I just love that part, about his all-consuming intellectual needs.  Poor guy.  He drops out of university, and then makes a lot of generally bad financial choices of the kinds artists do make, but then luckily for him he meets Goethe.  At this point, the book takes a turn for the dull.  Goethe bangs on about a lot of stuff, mostly about how younger generations need to learn from him and his elderly compatriots and etc etc.  Perhaps this dullness is not Goethe’s fault; maybe anyone whose conversation is recounted by someone who is a massive fan would seem boring.  But in any case, I had to quit.  One thing I did find oddly reassuring was how enormously famous Goethe did seem to be in his day, and how rather unfamous he is today.  I guess it’s a comfort in its own way to know that no matter what you do, unless you get to Jesus or Hitler levels, history will not care. 

LOVE LESSONS and LOVE IS BLUE by Joan Wyndham

I REALLY loved this one. I have already recommended it to about five people, none of whom seem enthused.  It is the real dairies that the author kept as a 19 year old in London during WWII.  They brought her huge fame when published in the 1980s, after her granddaughter found them in her attic. 

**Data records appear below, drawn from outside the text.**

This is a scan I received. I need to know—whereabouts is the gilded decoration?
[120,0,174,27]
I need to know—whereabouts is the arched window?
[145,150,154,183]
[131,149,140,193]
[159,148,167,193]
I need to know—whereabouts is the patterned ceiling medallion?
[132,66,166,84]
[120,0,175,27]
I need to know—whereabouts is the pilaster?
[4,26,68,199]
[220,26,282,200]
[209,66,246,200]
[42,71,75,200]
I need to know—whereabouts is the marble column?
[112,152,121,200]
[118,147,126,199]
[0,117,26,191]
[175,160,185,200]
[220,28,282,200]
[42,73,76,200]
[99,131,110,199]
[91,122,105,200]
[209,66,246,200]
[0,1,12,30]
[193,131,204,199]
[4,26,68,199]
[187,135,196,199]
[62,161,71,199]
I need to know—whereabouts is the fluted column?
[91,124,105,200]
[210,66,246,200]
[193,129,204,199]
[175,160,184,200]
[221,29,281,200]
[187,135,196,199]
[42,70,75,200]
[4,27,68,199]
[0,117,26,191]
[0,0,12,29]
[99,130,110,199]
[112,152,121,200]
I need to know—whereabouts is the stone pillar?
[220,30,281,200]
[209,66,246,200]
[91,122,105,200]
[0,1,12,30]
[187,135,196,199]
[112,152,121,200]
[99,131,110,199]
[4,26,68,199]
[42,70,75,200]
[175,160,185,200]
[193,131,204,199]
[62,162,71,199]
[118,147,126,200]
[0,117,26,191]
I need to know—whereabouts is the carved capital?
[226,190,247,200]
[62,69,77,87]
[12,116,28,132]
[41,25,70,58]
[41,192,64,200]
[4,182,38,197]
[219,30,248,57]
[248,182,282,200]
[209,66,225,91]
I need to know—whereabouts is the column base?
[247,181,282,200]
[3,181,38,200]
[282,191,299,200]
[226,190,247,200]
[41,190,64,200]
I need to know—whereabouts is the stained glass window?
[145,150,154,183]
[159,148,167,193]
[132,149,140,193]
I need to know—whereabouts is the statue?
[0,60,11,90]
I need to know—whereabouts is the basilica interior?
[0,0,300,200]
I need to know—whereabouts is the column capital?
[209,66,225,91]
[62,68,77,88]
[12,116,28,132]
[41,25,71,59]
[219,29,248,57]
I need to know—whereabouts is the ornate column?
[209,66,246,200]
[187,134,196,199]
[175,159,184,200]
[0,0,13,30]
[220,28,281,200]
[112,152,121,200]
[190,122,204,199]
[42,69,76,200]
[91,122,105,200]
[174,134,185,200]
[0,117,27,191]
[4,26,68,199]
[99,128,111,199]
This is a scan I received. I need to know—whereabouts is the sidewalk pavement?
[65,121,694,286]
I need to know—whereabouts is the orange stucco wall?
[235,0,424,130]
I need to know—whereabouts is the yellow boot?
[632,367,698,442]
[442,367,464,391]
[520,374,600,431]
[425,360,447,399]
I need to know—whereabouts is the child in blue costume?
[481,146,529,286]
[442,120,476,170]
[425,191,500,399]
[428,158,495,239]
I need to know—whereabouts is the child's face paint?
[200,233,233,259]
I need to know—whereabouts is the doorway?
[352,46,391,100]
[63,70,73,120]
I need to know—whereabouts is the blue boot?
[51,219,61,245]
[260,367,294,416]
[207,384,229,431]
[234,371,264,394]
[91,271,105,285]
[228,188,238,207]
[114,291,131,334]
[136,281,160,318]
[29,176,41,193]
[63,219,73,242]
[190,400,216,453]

Part of the interest is a day-by-day account of what it was like to live in London during the war.  But, curiously, that’s not really most of what it focuses on.  She’s a 19 year old girl, so mostly it’s focused on BOYS.  She is desperate to lose her virginity, and then when she does, desperate to have an orgasm (takes 4-5 boys, all of whom we learn about).  She is very jealous of her friend, who claims she can have one just by leaning on a railing (!)  I don’t know what I thought a diary by a wealthy teenage girl in the 1940s was going to be like, but I did not expect it to include the taste of semen (bitter almond, in her opinion)

There is also something exceedingly touching about hearing about someone’s daily life long ago in a city you currently live in.  One night, for example, just before the Blitz begins she tell us they: “climbed the hill that looks over Highgate and lay in deck chairs at the top, smoking in the moonlight.”

Or once, when she is with her friend they see an old man on that street

“Dorothea said, ‘That is Professor Freud.’  Back to Chelsea in a tube like an oven.”

Living in Chelsea she meets many artists – Julian McLaren Ross (read his OF LOVE AND HUNGER here), Augustus John, and Dylan Thomas, who gropes her.  She volunteers for the WAAF, where she has a job tracking planes.  She meets a man who has managed to get out of Poland, and, awfully, no one believes him when he tells them about the concentration camps, thinking it is too dreadful to possibly be true.

I find in writing this summary I struggle to capture what I loved in this book so much. I think it is partly the dailyness of it (cold peas for supper!) and the indomitable spirit of the young woman, who seems to find so much to enjoy in those days.